I came very close to cursing God...
But instead, suddenly, the Holy Spirit's presence flooded into me and the room. The situation turned upside-down in an instant. Anger melted into joy, and it occurred to me that I was being treated differently! It was my first heart-to-heart encounter with God.Deut 11:26-28 (NIV) See, I am setting before you today a blessing and a curse--the blessing if you obey the commands of the Lord your God... the curse if you disobey the commands of the Lord your God and turn from the way...I was being treated like I was destined for better things, for better methods, for better sensibilities. I was not on my own any more. I had a Master, a Teacher, a Father, who loved me enough that he would not let me continue in the way of losers. I had been ignoring, rationalizing, or delaying observing the "house rules" of the family that I had asked to be adopted into.Heb 12:5-11 (NIV) And you have forgotten that word of encouragement that addresses you as sons: "My son, do not make light of the Lord's discipline, and do not lose heart when he rebukes you, because the Lord disciplines those he loves, and he punishes everyone he accepts as a son." Endure hardship as discipline; God is treating you as sons. For what son is not disciplined by his father? If you are not disciplined (and everyone undergoes discipline), then you are illegitimate children and not true sons... God disciplines us for our good, that we may share in his holiness. No discipline seems pleasant at the time, but painful. Later on, however, it produces a harvest of righteousness and peace for those who have been trained by it.As to God's favor and blessing, a position we would both rather be in, I can only tell you that the Lord has given me the following insight. See if you "get it" as well...

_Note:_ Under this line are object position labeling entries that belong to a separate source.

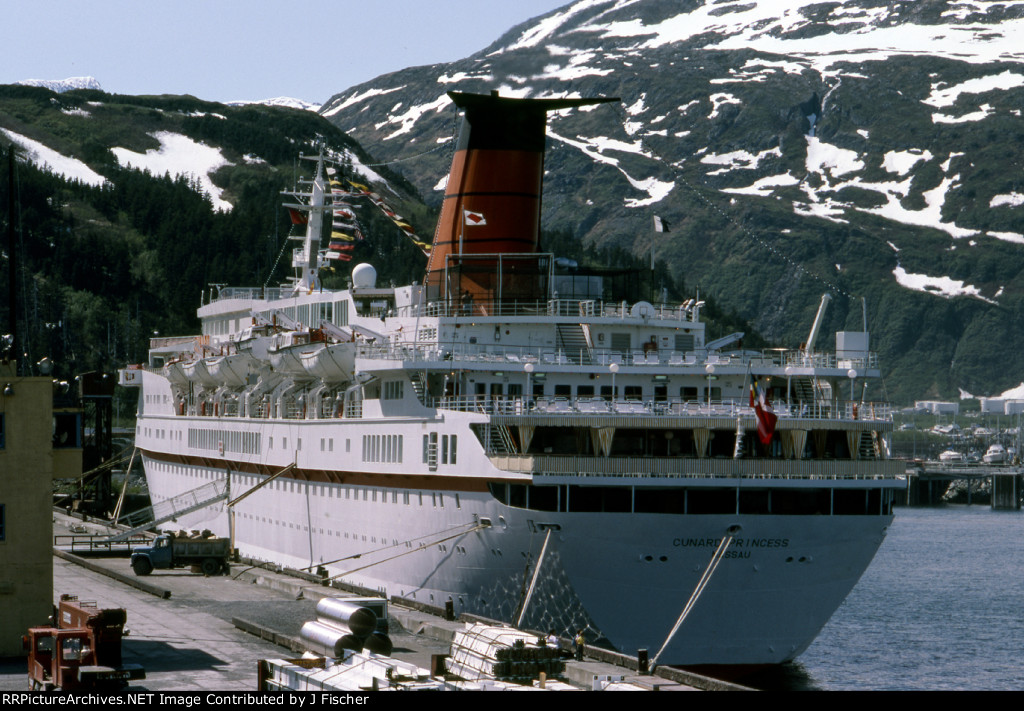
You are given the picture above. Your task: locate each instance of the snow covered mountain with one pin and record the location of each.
(868, 148)
(61, 85)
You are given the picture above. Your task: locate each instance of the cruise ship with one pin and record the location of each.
(523, 438)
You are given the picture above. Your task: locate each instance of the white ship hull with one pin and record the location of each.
(507, 436)
(625, 577)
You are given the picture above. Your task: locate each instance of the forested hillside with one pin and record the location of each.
(111, 255)
(107, 263)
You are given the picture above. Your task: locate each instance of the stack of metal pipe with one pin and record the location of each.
(342, 625)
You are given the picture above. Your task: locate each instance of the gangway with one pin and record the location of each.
(174, 507)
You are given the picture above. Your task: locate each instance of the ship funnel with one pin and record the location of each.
(493, 199)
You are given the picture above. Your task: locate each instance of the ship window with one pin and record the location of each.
(544, 498)
(517, 495)
(608, 499)
(711, 501)
(648, 500)
(803, 502)
(684, 341)
(500, 492)
(756, 501)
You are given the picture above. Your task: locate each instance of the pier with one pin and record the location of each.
(928, 482)
(207, 633)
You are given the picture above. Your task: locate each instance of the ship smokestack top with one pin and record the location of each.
(493, 199)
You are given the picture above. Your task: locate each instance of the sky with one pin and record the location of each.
(227, 50)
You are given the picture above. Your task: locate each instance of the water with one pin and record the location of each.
(940, 608)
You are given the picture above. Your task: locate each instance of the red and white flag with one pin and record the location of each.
(473, 217)
(762, 410)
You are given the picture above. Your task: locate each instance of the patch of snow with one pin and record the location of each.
(655, 190)
(409, 119)
(945, 165)
(61, 85)
(48, 159)
(355, 98)
(540, 32)
(464, 76)
(1011, 200)
(1015, 238)
(939, 286)
(179, 155)
(943, 98)
(719, 100)
(637, 107)
(984, 111)
(738, 160)
(286, 101)
(764, 185)
(823, 157)
(900, 162)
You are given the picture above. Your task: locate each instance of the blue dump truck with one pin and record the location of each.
(204, 553)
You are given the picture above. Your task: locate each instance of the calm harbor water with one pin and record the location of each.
(940, 608)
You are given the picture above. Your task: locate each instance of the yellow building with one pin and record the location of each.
(28, 466)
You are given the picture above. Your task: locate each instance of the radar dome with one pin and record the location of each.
(364, 277)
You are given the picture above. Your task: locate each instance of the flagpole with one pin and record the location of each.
(462, 227)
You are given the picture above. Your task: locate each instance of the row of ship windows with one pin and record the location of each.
(157, 433)
(383, 448)
(216, 440)
(369, 494)
(312, 314)
(696, 500)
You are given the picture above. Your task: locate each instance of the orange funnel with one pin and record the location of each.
(493, 199)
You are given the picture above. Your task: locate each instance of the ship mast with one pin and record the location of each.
(306, 258)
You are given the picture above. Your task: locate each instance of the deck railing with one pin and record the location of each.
(672, 407)
(516, 358)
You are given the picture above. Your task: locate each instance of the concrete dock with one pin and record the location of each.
(196, 633)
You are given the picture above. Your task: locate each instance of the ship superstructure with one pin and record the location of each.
(515, 436)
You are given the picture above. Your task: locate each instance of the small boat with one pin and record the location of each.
(996, 454)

1 Jn 2:29-3:3 (Phi) You all know that God is really good. You may be just as sure that the man who leads a really good life is a true child of God. Consider the incredible love that the Father has shown us in allowing us to be called "children of God"--and that is not just what we are called, but what we ARE. This explains why the world will no more recognize us than it recognized Christ... Here, and now, my dear friends, we ARE God's children. We don't know what we shall become in the future. We only know that when he appears we shall be like him, for we shall see him as he is! Everyone who has at heart a hope like this keeps himself pure, as Christ is pure.Rom 8:16 (NIV) The Spirit himself testifies with our spirit that we are God's children.So you can see why I am glad to see that God is treating you like a son. The rod is no fun, but we know deep down it is needed (Luke 12:47-48), and we have the sure hope of better things to come. Real things, solid, eternal things, which thieves can't steal or rust corrupt. A relationship with God so full of joy that the best of human relationships here and now is just a mere shadow or fleeting ghost.
Prov 22:15 (NIV) Folly is bound up in the heart of a child, but the rod of discipline will drive it far from him.
Ps 23:4b (NIV) Your rod and your staff, they comfort me...Heb 13:22 (NIV) Brothers, I urge you to bear with my word of exhortation, for I have written you only a short letter.
Rom 15:15 (NIV) I have written you quite boldly on some points, as if to remind you of them again, because of the grace God gave me.
Prov 29:15 (NIV) The rod of correction imparts wisdom, but a child left to himself disgraces his mother.